The girl smiles. Her skin pulses around him, not so much a craving for violence as a desire to become.
…
The day before their departure, the boy and the girl are walking along the fisherman’s wharf, where their friend and his older brother used to sell their wares. Beside them, the salt-weathered fishing trawlers are docking, laden with black herring and glassy-eyed red snappers hauled in from the day.
“Aina, I need to ask you a question,” Liyan blurts out suddenly, such a departure from his generally stoic nature. “Through all this, why did you stay with me?”
Aina turns to look at him, surprised. Liyan diverts his gaze to the rickety fishing boats. An intimate sense of urgency hangs in the air.
The girl tilts her head, a soft wistfulness settling over her features.
“You were the best of the lot,” she says. “And there was nowhere else to go.”
“…Oh,” Liyan says, after a beat. His brow furrows.
Aina presses her lips together, as if suppressing a smirk. Her gaze holds something warm but unreadable. “I also liked your shoes,” she adds, voice tinged with a smile.
They both look down at his shoes. They’re beat up, worn-down leather sandals smothered in dust, nearly a decade old, passed down from his father to his older brother to him. There are sewn-on patches of shoddy repairs and miniscule holes peeking through the battered soles.
“Alright,” says Liyan, stunned. A stain of crimson spreads across his tanned skin, pinkening his cheeks.
Aina smiles. She reaches out then, her hand catching the hem of his shirt, tugging it towards her gently. Her eyes tell.

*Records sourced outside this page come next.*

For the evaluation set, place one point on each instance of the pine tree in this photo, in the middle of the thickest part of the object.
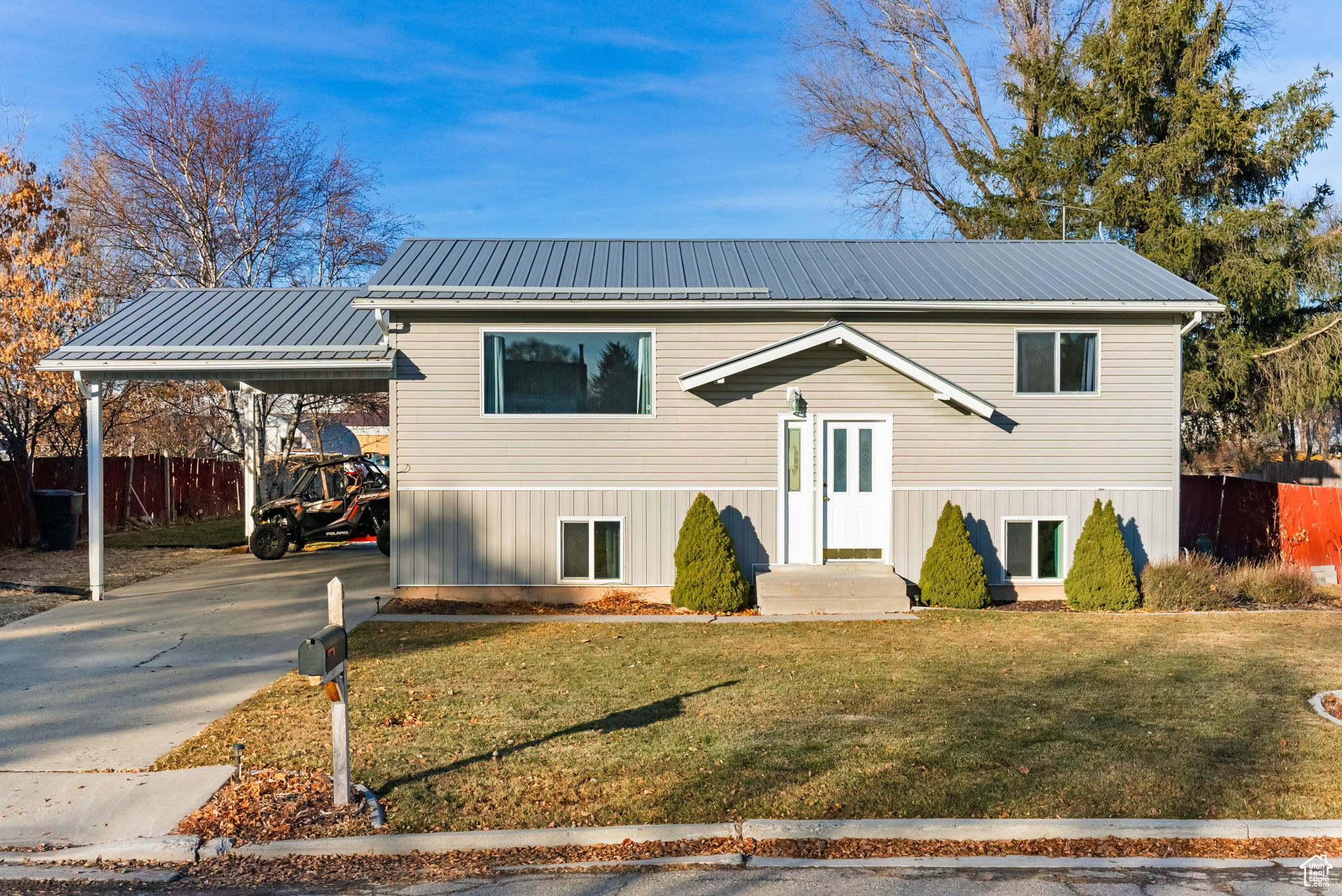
(953, 572)
(708, 577)
(1102, 576)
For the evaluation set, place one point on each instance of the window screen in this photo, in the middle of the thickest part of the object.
(568, 372)
(591, 549)
(1020, 537)
(1035, 362)
(1052, 362)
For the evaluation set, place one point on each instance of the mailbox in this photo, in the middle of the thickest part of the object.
(322, 654)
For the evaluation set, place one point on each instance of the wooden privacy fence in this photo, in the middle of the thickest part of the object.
(1252, 519)
(161, 489)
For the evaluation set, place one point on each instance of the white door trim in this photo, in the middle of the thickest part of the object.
(805, 496)
(882, 475)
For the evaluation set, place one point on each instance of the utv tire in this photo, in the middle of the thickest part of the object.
(269, 541)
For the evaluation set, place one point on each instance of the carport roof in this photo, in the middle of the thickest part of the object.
(258, 336)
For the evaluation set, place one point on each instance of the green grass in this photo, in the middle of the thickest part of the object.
(960, 714)
(208, 533)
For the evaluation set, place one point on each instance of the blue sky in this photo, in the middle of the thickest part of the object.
(539, 119)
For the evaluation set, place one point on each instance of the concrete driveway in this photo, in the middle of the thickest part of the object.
(119, 683)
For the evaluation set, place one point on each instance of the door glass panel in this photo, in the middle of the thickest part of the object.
(863, 460)
(605, 549)
(794, 458)
(1035, 362)
(576, 550)
(1020, 549)
(841, 455)
(1050, 538)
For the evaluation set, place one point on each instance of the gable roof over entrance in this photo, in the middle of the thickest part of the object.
(839, 334)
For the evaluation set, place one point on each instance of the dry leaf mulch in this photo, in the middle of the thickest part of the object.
(269, 804)
(611, 604)
(253, 872)
(1035, 607)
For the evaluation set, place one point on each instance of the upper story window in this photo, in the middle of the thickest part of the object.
(568, 372)
(1052, 361)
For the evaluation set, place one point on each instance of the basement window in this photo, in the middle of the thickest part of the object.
(1054, 361)
(1033, 549)
(591, 549)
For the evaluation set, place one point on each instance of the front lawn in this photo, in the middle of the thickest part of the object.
(226, 531)
(961, 714)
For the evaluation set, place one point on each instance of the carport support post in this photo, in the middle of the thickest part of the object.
(252, 454)
(92, 390)
(340, 707)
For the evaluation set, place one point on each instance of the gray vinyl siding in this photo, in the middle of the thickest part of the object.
(1149, 519)
(478, 496)
(484, 537)
(722, 436)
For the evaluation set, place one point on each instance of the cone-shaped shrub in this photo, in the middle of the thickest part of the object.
(708, 578)
(953, 572)
(1102, 576)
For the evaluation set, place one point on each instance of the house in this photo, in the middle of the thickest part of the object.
(557, 404)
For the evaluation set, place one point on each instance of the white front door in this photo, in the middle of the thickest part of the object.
(855, 489)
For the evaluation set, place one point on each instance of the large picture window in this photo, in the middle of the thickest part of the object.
(1050, 362)
(1033, 549)
(568, 373)
(591, 550)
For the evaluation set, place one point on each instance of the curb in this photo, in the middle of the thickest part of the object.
(1015, 861)
(1317, 702)
(999, 829)
(174, 848)
(735, 860)
(458, 840)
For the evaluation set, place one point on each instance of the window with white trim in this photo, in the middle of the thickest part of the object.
(1052, 361)
(1033, 549)
(591, 549)
(567, 372)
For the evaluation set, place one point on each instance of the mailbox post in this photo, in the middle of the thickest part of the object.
(322, 659)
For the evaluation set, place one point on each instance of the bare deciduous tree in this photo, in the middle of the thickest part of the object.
(191, 181)
(918, 92)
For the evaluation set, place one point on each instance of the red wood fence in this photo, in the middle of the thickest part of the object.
(133, 489)
(1251, 519)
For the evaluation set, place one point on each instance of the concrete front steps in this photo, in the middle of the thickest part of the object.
(834, 588)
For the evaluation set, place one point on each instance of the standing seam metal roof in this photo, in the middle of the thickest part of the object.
(298, 317)
(797, 270)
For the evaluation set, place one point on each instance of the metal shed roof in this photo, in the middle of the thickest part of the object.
(914, 271)
(231, 325)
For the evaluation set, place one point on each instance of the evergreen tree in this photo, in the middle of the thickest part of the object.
(1152, 132)
(708, 577)
(615, 388)
(1102, 576)
(953, 572)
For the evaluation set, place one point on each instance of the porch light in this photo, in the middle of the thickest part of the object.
(796, 401)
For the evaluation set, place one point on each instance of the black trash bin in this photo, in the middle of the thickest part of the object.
(58, 517)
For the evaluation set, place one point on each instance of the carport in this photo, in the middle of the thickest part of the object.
(273, 341)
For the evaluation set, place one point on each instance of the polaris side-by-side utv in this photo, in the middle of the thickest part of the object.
(332, 500)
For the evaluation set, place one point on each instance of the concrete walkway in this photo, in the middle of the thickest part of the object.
(115, 684)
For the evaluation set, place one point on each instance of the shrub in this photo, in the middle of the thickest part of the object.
(953, 572)
(708, 578)
(1274, 582)
(1102, 576)
(1195, 582)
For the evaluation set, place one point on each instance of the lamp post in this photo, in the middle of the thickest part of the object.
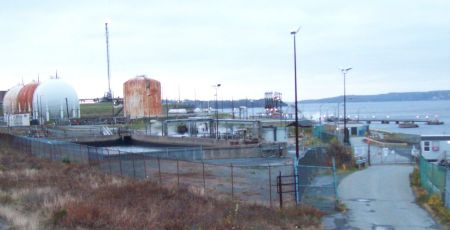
(293, 33)
(346, 141)
(297, 155)
(217, 112)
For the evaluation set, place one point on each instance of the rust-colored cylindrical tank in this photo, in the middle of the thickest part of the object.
(25, 97)
(142, 97)
(10, 105)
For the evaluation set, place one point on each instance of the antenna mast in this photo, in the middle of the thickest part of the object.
(109, 72)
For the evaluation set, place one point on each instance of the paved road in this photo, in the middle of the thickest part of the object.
(380, 197)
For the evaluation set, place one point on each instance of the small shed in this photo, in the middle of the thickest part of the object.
(435, 147)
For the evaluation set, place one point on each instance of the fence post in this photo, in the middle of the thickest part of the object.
(203, 172)
(280, 190)
(134, 168)
(159, 171)
(109, 162)
(296, 181)
(120, 164)
(335, 181)
(270, 186)
(145, 167)
(50, 151)
(178, 174)
(232, 182)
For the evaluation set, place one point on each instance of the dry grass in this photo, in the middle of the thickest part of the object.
(39, 194)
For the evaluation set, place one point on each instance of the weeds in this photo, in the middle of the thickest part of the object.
(72, 196)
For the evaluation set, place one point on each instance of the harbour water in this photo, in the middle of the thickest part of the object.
(432, 110)
(435, 109)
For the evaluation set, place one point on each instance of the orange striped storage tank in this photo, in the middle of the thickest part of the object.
(25, 97)
(142, 97)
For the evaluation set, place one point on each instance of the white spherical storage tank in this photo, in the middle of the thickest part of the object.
(54, 99)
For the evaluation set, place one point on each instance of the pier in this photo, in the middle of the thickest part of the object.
(401, 120)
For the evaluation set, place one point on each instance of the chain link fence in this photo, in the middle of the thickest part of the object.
(171, 167)
(433, 177)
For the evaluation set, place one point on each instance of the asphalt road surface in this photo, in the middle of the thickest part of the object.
(380, 197)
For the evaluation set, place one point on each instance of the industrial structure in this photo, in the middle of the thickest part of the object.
(53, 99)
(10, 105)
(273, 103)
(142, 97)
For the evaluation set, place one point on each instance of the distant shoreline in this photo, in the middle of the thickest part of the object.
(408, 96)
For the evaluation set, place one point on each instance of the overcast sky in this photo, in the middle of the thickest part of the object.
(393, 46)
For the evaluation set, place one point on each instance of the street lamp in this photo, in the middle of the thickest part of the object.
(346, 141)
(217, 112)
(293, 33)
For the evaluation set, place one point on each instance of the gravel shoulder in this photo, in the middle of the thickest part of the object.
(380, 197)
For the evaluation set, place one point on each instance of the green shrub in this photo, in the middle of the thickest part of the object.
(415, 177)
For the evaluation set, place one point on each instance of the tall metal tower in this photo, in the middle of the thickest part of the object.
(109, 96)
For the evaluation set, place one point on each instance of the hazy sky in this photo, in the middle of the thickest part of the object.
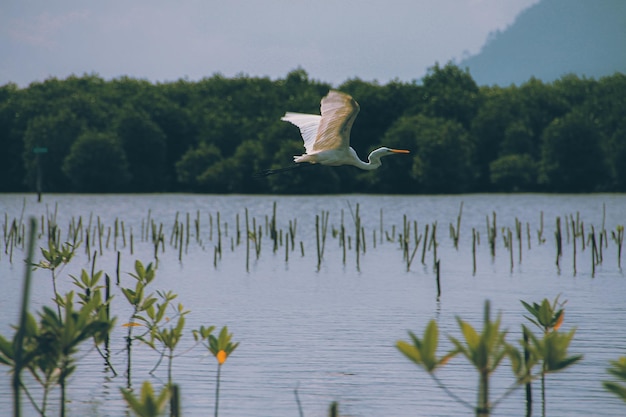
(164, 40)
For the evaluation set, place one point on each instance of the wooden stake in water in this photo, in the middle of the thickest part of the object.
(618, 237)
(559, 245)
(19, 337)
(247, 242)
(474, 250)
(574, 243)
(437, 269)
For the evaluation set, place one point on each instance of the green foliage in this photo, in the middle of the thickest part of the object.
(572, 156)
(517, 172)
(221, 343)
(97, 163)
(49, 347)
(128, 135)
(552, 350)
(423, 351)
(547, 316)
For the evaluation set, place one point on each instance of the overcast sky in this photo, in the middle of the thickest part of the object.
(164, 40)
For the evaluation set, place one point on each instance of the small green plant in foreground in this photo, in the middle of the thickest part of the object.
(48, 347)
(221, 347)
(485, 351)
(551, 349)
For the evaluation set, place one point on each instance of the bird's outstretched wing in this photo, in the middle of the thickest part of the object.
(338, 113)
(308, 124)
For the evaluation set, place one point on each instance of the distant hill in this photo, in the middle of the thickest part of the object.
(554, 38)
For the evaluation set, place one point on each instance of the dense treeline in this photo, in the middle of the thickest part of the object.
(130, 135)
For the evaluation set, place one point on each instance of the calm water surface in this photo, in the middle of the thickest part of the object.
(330, 333)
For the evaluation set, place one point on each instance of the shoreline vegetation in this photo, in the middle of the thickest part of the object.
(45, 346)
(85, 134)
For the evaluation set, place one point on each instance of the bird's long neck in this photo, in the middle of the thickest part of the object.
(373, 161)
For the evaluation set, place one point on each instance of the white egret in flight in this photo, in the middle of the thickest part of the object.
(327, 137)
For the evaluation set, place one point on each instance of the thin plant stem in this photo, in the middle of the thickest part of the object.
(217, 390)
(450, 393)
(17, 382)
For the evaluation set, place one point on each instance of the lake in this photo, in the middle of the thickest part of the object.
(328, 332)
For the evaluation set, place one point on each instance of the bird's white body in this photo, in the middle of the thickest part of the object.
(327, 137)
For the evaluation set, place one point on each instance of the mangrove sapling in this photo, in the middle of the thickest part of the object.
(55, 259)
(139, 302)
(147, 404)
(60, 335)
(159, 337)
(485, 351)
(618, 370)
(551, 350)
(90, 285)
(221, 347)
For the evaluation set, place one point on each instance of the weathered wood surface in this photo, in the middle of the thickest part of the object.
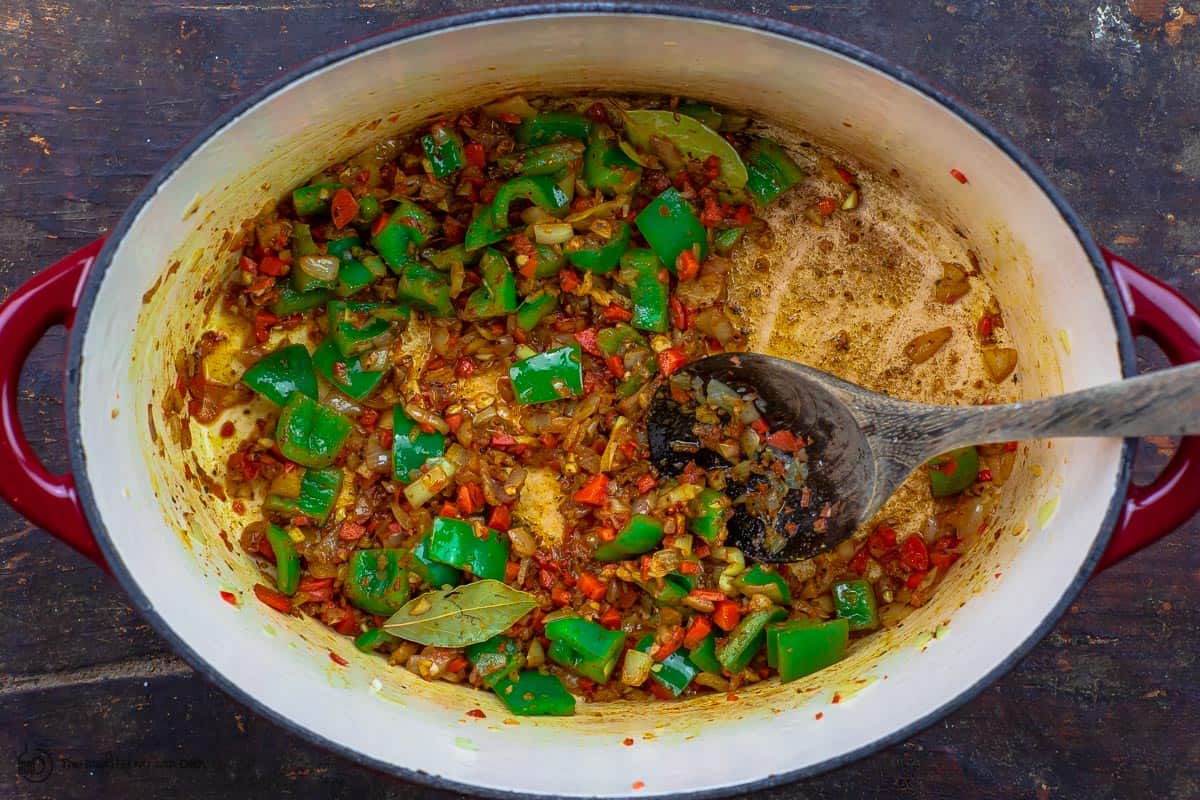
(95, 95)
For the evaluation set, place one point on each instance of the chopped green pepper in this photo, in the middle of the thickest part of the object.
(535, 695)
(640, 535)
(771, 170)
(313, 198)
(454, 542)
(588, 648)
(703, 655)
(346, 374)
(747, 639)
(282, 372)
(765, 582)
(802, 647)
(642, 272)
(443, 148)
(675, 672)
(707, 515)
(546, 160)
(311, 434)
(604, 257)
(855, 601)
(549, 376)
(318, 493)
(412, 449)
(534, 308)
(359, 326)
(607, 168)
(371, 641)
(954, 471)
(670, 227)
(496, 659)
(376, 582)
(287, 560)
(552, 126)
(539, 190)
(424, 289)
(497, 295)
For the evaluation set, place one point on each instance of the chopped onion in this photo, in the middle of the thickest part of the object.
(323, 268)
(552, 233)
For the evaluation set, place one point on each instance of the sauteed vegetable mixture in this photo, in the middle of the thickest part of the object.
(455, 337)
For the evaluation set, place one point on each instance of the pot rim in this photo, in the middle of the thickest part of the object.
(436, 24)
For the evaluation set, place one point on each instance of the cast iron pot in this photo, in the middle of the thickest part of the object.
(1072, 308)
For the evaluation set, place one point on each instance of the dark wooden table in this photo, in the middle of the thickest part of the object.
(95, 95)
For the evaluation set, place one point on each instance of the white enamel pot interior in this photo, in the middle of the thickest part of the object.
(162, 533)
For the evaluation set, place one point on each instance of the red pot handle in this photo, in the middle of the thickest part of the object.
(1164, 316)
(47, 500)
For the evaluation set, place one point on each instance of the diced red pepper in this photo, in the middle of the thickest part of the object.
(594, 492)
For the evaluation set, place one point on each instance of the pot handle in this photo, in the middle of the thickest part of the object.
(46, 499)
(1162, 314)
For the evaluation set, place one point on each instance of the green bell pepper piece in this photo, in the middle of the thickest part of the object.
(424, 289)
(303, 245)
(702, 113)
(707, 515)
(318, 493)
(313, 198)
(435, 573)
(640, 535)
(747, 639)
(496, 659)
(534, 310)
(443, 148)
(454, 542)
(481, 233)
(855, 601)
(802, 647)
(771, 170)
(607, 168)
(675, 672)
(376, 582)
(954, 471)
(293, 302)
(552, 126)
(546, 160)
(346, 374)
(703, 655)
(549, 376)
(535, 695)
(539, 190)
(604, 258)
(725, 240)
(282, 372)
(287, 560)
(587, 648)
(642, 272)
(371, 641)
(497, 295)
(358, 326)
(311, 434)
(412, 449)
(670, 227)
(773, 583)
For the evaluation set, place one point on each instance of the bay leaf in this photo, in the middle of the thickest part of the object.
(691, 137)
(454, 617)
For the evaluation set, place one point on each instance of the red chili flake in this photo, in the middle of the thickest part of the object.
(913, 553)
(587, 340)
(475, 155)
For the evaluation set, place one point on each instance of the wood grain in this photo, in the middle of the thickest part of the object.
(95, 95)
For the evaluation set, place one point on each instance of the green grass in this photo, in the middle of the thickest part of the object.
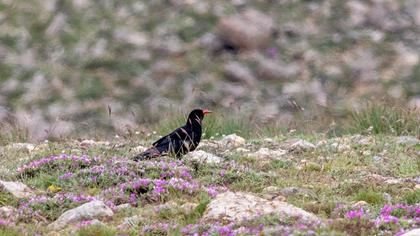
(385, 119)
(370, 196)
(96, 230)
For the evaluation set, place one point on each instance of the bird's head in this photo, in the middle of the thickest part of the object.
(197, 115)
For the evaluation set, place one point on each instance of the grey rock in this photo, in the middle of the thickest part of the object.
(407, 140)
(232, 140)
(204, 157)
(298, 145)
(61, 129)
(88, 211)
(268, 153)
(238, 206)
(21, 146)
(272, 70)
(250, 29)
(239, 73)
(8, 212)
(413, 232)
(132, 221)
(295, 191)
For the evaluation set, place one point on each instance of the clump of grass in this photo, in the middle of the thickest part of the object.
(96, 230)
(382, 119)
(370, 196)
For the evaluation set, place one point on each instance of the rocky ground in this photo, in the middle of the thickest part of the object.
(65, 65)
(299, 185)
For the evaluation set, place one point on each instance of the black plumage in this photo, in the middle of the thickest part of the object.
(181, 141)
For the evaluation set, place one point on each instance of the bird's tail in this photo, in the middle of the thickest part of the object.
(148, 154)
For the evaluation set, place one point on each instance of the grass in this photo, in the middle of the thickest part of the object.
(96, 230)
(385, 119)
(370, 196)
(325, 177)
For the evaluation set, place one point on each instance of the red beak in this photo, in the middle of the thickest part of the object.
(205, 111)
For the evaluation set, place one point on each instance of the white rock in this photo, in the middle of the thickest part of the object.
(295, 145)
(204, 157)
(407, 140)
(17, 189)
(267, 153)
(22, 146)
(88, 211)
(340, 146)
(232, 140)
(414, 232)
(235, 207)
(90, 142)
(189, 207)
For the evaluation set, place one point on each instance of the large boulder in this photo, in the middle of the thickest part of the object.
(88, 211)
(250, 29)
(237, 206)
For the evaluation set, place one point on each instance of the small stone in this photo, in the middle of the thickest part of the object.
(237, 72)
(388, 197)
(238, 206)
(273, 192)
(189, 207)
(17, 189)
(407, 140)
(232, 140)
(132, 221)
(271, 70)
(22, 146)
(340, 147)
(242, 150)
(7, 212)
(298, 145)
(248, 30)
(360, 204)
(123, 206)
(293, 191)
(377, 159)
(90, 142)
(139, 149)
(88, 211)
(413, 232)
(203, 157)
(267, 153)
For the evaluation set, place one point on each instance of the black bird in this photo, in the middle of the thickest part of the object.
(180, 141)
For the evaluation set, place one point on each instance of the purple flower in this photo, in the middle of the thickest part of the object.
(212, 191)
(67, 175)
(225, 231)
(355, 214)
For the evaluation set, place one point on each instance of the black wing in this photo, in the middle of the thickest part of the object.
(173, 142)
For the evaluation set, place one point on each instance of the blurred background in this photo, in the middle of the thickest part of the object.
(83, 67)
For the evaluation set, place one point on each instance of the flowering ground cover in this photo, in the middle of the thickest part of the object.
(355, 185)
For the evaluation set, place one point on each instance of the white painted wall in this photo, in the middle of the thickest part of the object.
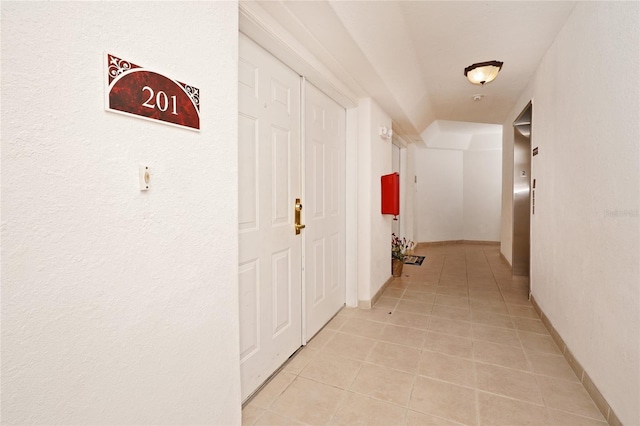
(374, 228)
(585, 233)
(439, 197)
(409, 192)
(481, 194)
(118, 307)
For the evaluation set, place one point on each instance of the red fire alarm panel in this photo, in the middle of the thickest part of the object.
(390, 194)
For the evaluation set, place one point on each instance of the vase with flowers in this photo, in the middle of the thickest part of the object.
(399, 247)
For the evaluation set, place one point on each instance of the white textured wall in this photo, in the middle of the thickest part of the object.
(586, 230)
(374, 228)
(481, 193)
(439, 197)
(118, 307)
(458, 193)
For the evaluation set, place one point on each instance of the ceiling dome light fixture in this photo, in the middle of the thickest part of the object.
(483, 72)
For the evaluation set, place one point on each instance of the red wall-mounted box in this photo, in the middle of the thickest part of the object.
(390, 194)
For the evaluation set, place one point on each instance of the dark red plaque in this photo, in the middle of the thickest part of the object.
(137, 91)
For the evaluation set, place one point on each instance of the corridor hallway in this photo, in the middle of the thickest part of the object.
(454, 341)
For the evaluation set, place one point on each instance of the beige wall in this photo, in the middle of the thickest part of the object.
(586, 228)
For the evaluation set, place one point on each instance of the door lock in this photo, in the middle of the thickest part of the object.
(298, 225)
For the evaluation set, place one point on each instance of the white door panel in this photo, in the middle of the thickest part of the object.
(324, 148)
(269, 181)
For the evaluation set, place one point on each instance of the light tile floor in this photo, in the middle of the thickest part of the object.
(454, 341)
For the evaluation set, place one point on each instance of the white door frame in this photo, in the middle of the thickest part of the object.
(258, 25)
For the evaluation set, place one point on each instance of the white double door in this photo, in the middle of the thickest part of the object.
(291, 146)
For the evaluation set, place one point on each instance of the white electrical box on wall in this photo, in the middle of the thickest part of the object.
(144, 177)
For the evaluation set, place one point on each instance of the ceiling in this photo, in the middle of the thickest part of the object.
(410, 55)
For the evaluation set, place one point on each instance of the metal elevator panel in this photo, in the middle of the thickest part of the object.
(522, 192)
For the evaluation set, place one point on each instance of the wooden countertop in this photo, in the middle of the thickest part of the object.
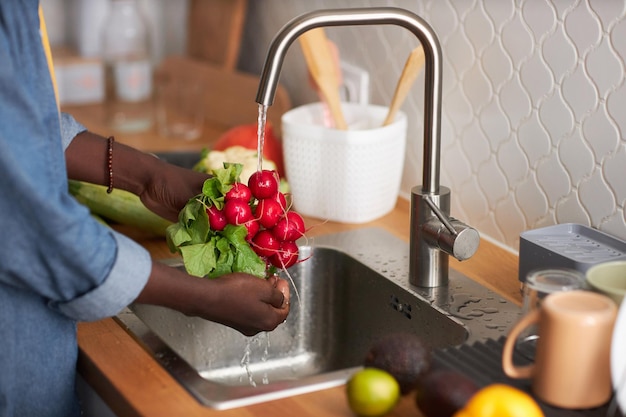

“You want me to be like the Americans,” the girl says, laughing as she pushes his shoulder. “To say it out loud, instead of showing it like we do.” Her voice softens, a dimple appearing in her cheek. “You want me to say—I love you.”
Liyan laughs too, uninhibited and open. Aina’s eyes crinkle with fondness. Such is the nature of continental Shanghai. Their laughter tinkles into the ocean horizon, reverberating like the peals of a bell.
An untold hemispheric distance away, where time slows and the cold water deepens, the shark continues to drift.